On April 17, 2020, Governor Wanda Vázquez-Garced signed into law House Bill No. 2419. The new Act 40-2020 incorporates technical amendments to the Puerto Rico Internal Revenue Code of 2011, as amended (“PR Code”).
This Tax Alert is the first of a series that will summarize some of the most relevant provisions amending the PR Code, specifically those affecting business entities in areas such as (i) Income Taxes, (ii) REITS, Partnerships, Special Partnerships and Corporations of Individuals, (iii) Corporations and Non-for-profit Entities, (iv) Withholding Tax and Informative Returns, (v) Sales and Use Tax, (vi) Administrative Provisions, and (vii) Employee Benefits.
Following is a discussion of technical amendments affecting income tax provisions of general application:
Engaged in Trade or Business
For purposes of certain provisions of the PR Code, the term “engaged in trade or business” was amended to (1) include the rendering of services in Puerto Rico at any time during a taxable year (which was already the rule under long-standing regulations), and (2) exclude trading in commodities, including hedging transactions, through a resident agent or broker, resident custodian or any other independent agent, or through the taxpayer’s own account, its employees, resident agent or broker or any other resident agent with the authority and discretion to make decisions at the time of executing the operations. The PR Code defines “trading commodities” as goods that are usually exchanged in an organized commodity exchange. A ruling request should be submitted to determine when such activities will constitute being engaged in trade or business in Puerto Rico.
Special Rules for Capital Gains Invested in Qualified Opportunity Funds
The Secretary of the Treasury (“Secretary”), along with the Secretary of Economic Development, is vested with the regulatory authority to establish guidelines for qualified opportunity funds, including the rules for the certification of said funds and the anti-abuse rules.
Deductibility of Intercompany Expenses
For taxable years beginning after December 31, 2018, the Secretary will no longer be allowed to issue waivers from the 51% disallowance in PR Code Sections 1033.17(a)(16) and (17) with respect to payments to non-resident related entities, home offices or majority equity-holders.

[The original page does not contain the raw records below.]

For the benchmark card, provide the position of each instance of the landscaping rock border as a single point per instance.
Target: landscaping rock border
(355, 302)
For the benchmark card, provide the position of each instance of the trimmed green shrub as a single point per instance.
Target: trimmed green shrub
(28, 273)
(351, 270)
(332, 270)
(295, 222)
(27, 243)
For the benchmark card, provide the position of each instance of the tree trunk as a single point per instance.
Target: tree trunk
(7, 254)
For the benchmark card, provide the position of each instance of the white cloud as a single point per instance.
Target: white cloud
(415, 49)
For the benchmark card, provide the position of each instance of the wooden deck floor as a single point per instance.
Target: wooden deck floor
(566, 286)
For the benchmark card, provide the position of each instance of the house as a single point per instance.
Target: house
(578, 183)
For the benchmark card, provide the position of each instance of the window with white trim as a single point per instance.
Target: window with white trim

Instead, full deductibility will be allowed only upon submission of a transfer pricing study prepared pursuant to and in compliance with the requirements established in the U.S. Internal Revenue Code of 1986, as amended. Waivers issued under PR Code Sections 1033.17(a)(16)(F) and (17)(E) before enactment of Act 40 that are in effect for taxable years beginning after December 31, 2018, will be deemed to comply with the transfer price study required by the PR Code.
Capital Gains and Losses
For taxable years beginning after December 31, 2018, capital losses can be carried over to subsequent taxable years as a capital loss up to 90% (instead of 80%) of the net capital gain generated in the taxable year to which such losses are carried over.
Puerto Rico Conservation Easement Act (“Act 183-2001”)

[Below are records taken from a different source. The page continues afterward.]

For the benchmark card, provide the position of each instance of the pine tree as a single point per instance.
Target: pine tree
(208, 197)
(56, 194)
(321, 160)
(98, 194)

- The tax credits under Act 183-2001 are limited until fiscal year 2018-2019 (instead of 2023-2024) up to $10 million per year, when a request for an administrative determination was submitted to the Puerto Rico Department of the Treasury (“PR Treasury”) on or before June 30, 2019. For fiscal year 2019-2020 and subsequent fiscal years, the amount of tax credit to be granted is limited to $3 million per year for requests for administrative determination submitted on or after July 1, 2019.
Urban Centers Revitalization Act (“Act 212-2002”)
- The tax credits under Act 212-2002 are limited until fiscal year 2018-2019 (instead of 2023-2024) up to $20 million per year. From fiscal years 2014-2015 through 2018-2019 and until December 31, 2019, the tax credits granted for any single project cannot exceed $5 million. In addition, no tax credits will be granted if the compliance certificate issued by the Territorial Order Office of the corresponding Municipality is submitted to the PR Treasury after December 31, 2019.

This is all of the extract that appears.